Ein drittes Beispiel – die Abteilung für Klinische Psychologie (ein Teilbereich der British Psychological Society) hat eine Erklärung veröffentlicht, in der sie ihre eigene gegensätzliche Marke des radikalen Paradigmenwechsels ankündigt. Während die DCP oberflächliche Lippenbekenntnisse über die Rolle des Gehirns bei der Generierung von Geist abgibt, schlägt sie vor, alles, was sie für ein zu restriktives biomedizinisches Modell hält, aufzugeben – es würde jegliche Rolle für die psychiatrische Diagnose ausschließen und stattdessen auf die Rolle externer Stressoren bei der Generierung von Symptomen fokussieren. http://dcp.bps.org.uk/dcp/the_dcp/news/dcp-position-statement-on-classification.cfm

Dr. Lucy Johnstone, eine Mitarbeiterin der DCI-Erklärung, war ihre stärkste und stärkste Unterstützerin. Als sie hier in persönlicher Eigenschaft schrieb, bat sie uns, diesen Dialog zu führen, um Bereiche mit möglichen Übereinstimmungen und anhaltenden Meinungsverschiedenheiten zu klären.

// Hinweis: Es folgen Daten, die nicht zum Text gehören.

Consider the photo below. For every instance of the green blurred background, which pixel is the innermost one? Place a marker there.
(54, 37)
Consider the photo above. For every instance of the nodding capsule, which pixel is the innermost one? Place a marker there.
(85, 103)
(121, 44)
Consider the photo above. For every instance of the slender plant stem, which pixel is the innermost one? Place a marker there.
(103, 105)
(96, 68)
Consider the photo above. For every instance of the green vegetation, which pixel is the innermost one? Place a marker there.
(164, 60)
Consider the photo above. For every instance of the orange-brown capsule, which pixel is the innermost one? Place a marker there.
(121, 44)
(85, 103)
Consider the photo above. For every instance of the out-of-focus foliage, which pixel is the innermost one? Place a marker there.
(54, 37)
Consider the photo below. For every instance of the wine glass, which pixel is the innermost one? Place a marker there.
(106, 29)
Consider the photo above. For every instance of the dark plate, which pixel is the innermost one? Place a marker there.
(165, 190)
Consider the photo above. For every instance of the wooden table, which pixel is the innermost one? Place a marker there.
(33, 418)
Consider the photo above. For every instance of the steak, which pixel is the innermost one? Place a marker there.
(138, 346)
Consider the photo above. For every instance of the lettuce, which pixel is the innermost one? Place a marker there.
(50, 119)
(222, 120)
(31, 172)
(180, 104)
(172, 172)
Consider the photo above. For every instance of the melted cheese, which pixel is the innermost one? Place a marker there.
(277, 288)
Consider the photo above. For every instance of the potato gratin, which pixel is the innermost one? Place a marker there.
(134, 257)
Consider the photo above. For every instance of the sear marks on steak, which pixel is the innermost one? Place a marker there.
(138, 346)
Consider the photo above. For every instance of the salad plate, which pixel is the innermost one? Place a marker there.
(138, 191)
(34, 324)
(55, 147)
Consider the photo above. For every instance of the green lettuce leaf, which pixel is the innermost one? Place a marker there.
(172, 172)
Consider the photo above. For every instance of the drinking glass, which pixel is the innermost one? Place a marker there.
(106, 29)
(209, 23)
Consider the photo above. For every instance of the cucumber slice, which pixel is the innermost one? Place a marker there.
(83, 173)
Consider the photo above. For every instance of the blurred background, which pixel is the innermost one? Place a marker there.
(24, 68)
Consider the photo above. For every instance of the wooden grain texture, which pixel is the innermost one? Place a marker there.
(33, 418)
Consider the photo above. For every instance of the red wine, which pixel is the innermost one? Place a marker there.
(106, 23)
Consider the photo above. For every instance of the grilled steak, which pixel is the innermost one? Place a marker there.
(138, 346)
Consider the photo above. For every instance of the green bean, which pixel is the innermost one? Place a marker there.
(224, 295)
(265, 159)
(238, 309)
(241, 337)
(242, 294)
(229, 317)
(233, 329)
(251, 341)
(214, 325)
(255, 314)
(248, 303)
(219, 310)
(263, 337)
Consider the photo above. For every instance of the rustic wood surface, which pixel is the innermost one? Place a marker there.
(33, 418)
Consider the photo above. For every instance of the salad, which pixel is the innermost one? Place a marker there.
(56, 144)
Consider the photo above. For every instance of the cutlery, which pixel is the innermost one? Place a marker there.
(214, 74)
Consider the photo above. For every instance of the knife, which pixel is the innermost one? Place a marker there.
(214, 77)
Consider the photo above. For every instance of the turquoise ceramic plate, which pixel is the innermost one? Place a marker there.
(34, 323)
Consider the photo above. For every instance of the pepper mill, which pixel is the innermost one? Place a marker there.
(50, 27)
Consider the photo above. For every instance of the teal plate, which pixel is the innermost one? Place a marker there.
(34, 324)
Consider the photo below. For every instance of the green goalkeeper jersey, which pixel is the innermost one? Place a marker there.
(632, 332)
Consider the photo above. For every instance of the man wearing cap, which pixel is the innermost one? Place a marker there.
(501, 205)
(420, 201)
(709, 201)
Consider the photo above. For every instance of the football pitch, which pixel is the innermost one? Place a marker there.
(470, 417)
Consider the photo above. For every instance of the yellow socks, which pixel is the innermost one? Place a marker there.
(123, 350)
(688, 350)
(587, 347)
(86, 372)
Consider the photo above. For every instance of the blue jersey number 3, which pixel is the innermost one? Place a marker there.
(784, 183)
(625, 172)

Lucy schreibt: "Lassen Sie mich zunächst sagen, dass ich Allens Mut bewundere, gegen die Grenzen der psychiatrischen Diagnose zu sprechen. Er schloss seine kürzliche Diskussion mit Eleanor Longden mit einer langen Liste ihrer Übereinstimmungsbereiche, die ich befürworte. "

"Es ist wichtig zu erkennen, dass es in der allgemeinen Debatte auch einige wichtige Meinungsverschiedenheiten gibt, und dieser Beitrag ist ein Versuch, sie ehrlich und respektvoll zu untersuchen."

"Sie haben mit dem biomedizinischen Modell zu tun, auf dem die Psychiatrie basiert; das heißt, die Annahme, dass psychische Belastung hauptsächlich durch biologische Dysfunktionen im Gehirn und im Körper verursacht wird, die möglicherweise durch Lebensspannungen ausgelöst werden. "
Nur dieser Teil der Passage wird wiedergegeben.